The release of every new Filipino science fiction film is cause for excitement, because sci-fi is such a rarity in Philippine cinema. It does not help that the mainstream attempts are often trashy—figuratively as well as literally, in the case of 2007’s Resiklo. Science fiction, or speculative fiction in general, is an engaging medium for discussing important ideas about society. The genre holds great potential for our country, where the people are addicted to escapist entertainment.
We cannot blame a lack of talent and imagination. There is in fact a wealth of excellent speculative fiction in Philippine literature, but these stories remain obscure in a nation with no particular love of reading. (We have great authors like Dean Francis Alfar, who have published stories and books in fantasy, sci-fi, magic realism and every conceivable speculative genre, not just in the Philippines but internationally.) Films, with all their pomp and celebrity, are more effective at penetrating the Filipino consciousness, and thereby is a more powerful channel for disseminating meaningful stories.
Enter Instalado, an entry to the 2017 ToFarm Film Festival. (This festival is itself a fascinating and unique project, with its dedication to the upliftment of Philippine agriculture.) The genius of Instalado is in the premise: it was a brilliant stroke of creativity for its filmmakers to have come up with a science-fiction approach on its way to joining a film festival about farming.

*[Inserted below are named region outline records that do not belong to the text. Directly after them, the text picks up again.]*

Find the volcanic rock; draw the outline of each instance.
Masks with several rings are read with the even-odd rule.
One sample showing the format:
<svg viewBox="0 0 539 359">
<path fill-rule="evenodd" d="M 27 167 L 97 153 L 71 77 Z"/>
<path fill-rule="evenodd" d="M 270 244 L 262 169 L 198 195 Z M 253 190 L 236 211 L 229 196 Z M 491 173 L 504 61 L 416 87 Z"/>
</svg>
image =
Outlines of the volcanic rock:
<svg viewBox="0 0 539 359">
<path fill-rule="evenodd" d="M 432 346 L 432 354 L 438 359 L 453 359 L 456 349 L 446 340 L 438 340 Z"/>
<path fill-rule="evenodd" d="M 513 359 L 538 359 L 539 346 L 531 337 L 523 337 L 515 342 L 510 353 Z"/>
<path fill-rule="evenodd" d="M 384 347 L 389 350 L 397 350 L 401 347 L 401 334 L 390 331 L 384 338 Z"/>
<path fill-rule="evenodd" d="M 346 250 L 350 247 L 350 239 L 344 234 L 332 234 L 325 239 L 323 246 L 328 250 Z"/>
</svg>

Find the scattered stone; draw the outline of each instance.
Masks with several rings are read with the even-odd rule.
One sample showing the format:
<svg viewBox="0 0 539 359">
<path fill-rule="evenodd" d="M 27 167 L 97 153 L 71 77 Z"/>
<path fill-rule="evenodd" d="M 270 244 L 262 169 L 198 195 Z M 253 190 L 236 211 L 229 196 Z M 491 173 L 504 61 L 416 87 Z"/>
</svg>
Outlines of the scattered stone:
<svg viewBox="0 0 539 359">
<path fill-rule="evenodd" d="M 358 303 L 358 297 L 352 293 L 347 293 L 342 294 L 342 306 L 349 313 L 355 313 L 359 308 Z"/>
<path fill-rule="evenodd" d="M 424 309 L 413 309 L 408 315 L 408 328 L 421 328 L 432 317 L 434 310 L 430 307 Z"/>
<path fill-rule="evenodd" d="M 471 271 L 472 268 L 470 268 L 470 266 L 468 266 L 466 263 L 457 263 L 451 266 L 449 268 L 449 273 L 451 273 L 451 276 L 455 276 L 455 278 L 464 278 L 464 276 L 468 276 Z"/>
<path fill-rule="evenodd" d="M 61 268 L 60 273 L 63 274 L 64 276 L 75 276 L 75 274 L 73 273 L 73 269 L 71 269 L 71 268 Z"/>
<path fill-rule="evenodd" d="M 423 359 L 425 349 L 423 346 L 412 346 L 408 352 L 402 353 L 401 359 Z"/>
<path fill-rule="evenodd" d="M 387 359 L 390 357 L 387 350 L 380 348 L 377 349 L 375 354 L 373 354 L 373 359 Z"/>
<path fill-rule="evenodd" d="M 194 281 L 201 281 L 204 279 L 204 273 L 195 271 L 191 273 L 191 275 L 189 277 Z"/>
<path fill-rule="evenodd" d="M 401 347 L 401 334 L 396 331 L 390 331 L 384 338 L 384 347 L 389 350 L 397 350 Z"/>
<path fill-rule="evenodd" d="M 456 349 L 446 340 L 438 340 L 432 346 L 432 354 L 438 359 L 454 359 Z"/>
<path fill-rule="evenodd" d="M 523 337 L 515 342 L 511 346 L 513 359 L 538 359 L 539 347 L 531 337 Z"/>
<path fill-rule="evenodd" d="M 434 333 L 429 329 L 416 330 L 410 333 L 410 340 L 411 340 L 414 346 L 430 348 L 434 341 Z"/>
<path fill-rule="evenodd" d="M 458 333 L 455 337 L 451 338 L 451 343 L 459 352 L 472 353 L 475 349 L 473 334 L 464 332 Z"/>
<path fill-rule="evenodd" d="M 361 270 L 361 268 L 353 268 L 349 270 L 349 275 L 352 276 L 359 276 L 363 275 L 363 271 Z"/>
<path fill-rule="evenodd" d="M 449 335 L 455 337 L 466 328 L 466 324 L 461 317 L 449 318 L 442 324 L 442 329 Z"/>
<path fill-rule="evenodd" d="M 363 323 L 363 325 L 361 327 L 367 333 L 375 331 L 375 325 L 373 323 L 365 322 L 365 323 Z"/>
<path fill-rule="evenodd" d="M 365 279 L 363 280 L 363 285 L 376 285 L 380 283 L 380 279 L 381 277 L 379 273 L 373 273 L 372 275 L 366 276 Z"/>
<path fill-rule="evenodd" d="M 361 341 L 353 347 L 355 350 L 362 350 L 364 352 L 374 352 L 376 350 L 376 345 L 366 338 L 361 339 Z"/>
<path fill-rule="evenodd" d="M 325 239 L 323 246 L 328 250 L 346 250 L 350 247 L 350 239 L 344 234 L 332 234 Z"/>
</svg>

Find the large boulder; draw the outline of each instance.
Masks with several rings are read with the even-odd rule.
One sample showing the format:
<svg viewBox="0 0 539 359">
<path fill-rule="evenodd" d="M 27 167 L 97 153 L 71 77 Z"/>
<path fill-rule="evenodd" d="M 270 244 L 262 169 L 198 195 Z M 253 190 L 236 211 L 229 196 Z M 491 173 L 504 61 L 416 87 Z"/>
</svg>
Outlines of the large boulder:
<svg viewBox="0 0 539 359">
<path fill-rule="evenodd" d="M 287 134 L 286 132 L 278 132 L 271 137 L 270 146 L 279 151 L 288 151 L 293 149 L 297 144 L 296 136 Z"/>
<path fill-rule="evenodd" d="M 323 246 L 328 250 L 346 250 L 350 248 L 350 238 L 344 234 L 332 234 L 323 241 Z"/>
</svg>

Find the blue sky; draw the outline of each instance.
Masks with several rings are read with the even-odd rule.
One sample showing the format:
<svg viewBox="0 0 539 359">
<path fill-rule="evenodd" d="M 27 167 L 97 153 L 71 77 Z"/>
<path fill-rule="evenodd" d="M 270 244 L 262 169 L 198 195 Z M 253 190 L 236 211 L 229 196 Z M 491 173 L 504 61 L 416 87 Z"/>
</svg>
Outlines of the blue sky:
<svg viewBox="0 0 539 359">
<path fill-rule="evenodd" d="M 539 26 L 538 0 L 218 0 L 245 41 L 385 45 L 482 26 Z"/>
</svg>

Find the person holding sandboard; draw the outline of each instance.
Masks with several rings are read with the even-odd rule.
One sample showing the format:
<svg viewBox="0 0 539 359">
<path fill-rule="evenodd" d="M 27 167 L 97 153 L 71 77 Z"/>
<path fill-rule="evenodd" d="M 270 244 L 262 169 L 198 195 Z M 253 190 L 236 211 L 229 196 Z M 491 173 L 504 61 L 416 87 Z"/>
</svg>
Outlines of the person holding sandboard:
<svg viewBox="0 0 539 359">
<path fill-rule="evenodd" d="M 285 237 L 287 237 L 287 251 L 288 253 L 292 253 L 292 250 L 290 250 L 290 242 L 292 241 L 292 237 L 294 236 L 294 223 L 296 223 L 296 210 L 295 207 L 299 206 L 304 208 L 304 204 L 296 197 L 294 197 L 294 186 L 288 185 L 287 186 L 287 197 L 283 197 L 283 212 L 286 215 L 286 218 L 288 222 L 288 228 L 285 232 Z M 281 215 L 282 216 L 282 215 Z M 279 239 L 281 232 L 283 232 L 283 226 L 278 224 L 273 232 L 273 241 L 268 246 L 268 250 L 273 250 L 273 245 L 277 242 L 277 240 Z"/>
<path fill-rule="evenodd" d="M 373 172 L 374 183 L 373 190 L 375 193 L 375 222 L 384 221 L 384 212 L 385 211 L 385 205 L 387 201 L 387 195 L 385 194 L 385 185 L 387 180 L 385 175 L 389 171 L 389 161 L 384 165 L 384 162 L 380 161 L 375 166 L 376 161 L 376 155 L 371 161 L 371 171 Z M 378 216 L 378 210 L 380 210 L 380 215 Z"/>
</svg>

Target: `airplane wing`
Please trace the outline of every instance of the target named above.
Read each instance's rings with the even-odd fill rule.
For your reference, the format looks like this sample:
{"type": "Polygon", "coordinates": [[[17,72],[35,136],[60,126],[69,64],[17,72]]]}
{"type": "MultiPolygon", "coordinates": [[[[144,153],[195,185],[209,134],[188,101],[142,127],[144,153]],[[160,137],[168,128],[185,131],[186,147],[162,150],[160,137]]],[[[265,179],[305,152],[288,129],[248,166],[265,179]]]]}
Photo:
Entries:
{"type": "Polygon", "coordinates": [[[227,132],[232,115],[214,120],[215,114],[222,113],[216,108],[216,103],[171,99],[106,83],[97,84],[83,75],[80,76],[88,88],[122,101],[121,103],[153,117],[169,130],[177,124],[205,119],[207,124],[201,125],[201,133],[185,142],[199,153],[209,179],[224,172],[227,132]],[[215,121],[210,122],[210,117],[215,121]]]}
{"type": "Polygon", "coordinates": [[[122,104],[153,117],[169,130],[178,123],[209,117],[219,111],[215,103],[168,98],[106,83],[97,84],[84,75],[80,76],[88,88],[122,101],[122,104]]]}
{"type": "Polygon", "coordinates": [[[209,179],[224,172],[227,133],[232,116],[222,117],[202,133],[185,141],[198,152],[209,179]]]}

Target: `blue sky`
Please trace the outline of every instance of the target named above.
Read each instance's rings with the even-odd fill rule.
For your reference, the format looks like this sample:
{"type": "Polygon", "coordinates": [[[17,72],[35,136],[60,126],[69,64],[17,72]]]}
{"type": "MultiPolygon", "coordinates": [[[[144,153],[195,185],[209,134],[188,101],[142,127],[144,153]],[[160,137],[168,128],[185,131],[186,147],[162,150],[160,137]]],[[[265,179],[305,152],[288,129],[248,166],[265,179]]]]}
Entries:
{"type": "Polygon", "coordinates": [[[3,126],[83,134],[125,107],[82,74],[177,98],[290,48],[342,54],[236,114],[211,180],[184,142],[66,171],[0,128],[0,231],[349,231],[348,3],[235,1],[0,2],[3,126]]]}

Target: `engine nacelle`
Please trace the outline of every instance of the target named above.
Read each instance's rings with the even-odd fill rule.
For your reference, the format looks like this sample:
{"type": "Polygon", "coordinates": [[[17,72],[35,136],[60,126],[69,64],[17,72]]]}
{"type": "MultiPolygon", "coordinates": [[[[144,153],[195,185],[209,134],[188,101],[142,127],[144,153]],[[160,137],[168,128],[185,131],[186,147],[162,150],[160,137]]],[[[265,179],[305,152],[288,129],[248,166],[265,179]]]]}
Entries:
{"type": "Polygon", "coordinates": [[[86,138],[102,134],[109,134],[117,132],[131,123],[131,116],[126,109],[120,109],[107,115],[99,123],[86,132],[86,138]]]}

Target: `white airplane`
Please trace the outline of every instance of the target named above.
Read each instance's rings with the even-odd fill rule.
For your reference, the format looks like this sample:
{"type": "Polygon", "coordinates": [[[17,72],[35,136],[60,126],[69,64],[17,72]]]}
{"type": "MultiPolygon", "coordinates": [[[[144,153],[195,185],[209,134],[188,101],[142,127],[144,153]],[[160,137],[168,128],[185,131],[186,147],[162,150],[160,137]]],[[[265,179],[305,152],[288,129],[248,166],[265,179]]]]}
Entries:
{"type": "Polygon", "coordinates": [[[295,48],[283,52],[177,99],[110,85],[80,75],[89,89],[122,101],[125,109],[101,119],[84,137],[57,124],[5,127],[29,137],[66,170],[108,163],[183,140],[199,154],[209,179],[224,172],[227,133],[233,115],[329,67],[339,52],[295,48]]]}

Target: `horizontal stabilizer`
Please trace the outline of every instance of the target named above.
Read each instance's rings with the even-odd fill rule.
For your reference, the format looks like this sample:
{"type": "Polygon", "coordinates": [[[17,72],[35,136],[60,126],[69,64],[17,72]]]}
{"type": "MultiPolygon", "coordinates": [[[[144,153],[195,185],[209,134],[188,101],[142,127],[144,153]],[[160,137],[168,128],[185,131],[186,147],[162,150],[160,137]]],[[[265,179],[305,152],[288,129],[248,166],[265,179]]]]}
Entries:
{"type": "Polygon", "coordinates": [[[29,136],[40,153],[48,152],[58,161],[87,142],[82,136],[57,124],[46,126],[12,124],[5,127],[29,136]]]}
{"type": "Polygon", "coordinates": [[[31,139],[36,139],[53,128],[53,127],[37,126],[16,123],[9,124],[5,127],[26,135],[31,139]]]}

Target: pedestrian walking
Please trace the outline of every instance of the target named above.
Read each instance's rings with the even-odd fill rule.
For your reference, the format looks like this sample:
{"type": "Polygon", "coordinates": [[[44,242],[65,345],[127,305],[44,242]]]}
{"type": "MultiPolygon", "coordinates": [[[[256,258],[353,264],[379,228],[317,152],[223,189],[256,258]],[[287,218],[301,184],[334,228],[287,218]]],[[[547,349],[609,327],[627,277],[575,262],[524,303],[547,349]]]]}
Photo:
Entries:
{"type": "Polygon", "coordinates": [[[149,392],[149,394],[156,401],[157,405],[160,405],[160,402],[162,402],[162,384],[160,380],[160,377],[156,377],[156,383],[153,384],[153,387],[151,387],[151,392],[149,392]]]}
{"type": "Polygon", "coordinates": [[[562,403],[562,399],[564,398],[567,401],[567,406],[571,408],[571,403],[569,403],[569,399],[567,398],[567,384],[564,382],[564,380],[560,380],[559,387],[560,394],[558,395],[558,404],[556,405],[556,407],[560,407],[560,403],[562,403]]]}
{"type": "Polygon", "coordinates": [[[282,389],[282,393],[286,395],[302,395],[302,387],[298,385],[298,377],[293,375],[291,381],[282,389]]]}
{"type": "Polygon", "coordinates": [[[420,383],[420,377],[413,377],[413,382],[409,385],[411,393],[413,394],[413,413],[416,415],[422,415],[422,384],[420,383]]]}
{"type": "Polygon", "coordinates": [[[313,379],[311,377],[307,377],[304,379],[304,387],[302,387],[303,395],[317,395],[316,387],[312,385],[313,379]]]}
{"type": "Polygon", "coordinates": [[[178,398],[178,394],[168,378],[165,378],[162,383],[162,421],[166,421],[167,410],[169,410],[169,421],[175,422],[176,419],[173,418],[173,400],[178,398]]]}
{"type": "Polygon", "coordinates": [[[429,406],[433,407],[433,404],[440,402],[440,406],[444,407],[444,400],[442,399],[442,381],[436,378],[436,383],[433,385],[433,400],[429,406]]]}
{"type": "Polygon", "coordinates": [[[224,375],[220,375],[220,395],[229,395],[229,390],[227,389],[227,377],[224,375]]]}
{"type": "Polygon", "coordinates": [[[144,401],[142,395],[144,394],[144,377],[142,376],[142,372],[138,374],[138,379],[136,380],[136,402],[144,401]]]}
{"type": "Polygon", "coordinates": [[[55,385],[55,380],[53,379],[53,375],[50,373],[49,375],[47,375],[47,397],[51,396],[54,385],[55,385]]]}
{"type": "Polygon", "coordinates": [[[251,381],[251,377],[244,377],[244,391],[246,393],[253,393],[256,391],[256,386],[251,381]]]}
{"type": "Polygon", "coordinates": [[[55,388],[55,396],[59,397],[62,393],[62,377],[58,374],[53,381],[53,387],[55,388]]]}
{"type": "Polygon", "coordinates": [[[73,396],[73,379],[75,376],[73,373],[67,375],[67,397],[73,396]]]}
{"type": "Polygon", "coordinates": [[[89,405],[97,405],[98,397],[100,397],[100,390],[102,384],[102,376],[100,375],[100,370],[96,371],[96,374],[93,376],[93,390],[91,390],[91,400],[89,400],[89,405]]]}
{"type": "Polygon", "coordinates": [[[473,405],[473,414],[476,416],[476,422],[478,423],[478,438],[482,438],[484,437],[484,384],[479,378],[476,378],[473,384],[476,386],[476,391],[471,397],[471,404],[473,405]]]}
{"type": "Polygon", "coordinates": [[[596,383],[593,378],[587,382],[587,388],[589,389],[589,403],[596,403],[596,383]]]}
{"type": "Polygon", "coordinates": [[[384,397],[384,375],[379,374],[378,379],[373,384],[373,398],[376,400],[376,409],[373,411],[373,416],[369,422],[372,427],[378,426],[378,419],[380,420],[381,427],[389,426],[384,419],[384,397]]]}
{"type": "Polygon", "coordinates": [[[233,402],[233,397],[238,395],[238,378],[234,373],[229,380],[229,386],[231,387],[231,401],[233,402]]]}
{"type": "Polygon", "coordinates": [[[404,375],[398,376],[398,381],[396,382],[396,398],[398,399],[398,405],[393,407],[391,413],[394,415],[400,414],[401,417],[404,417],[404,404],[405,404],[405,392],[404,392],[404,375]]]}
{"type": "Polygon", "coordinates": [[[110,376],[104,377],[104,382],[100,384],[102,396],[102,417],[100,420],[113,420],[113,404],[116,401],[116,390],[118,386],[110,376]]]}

Agriculture immediately evokes the pastoral, the rural, and indeed many entries in ToFarm are traditional dramas set in the countryside. Instalado instead recognizes that the struggles of farmers can spill down the road to the city.
The central speculation in the film is: what if in the near future, mankind succeeds in inventing a device for directly uploading knowledge to the human brain? The process, called installation, sends the educational system into chaos. It disrupts society, and Instalado examines its particular effects on an imagined Philippines, where the divide between the rich and the poor, between the quiet countryside and the hyper-developed cities, have grown wider than ever.
Throughout the film, the modern skyscrapers of urban centers hang ominously in the distance, visible from the farms. This visual contrast between the rural and the cosmopolitan permeates the story; it is a world-building aesthetic reminiscent of Rian Johnson’s Looper.
Warning: this review discusses the film’s themes at length, and includes major spoilers.
A spectrum of social commentary
Instalado is described as social science fiction, which means that its speculative focus is on the social repercussions of its imagined science. Indeed, much of the film feels like a socialist intellectual’s rant against technology and its deep capitalist ties.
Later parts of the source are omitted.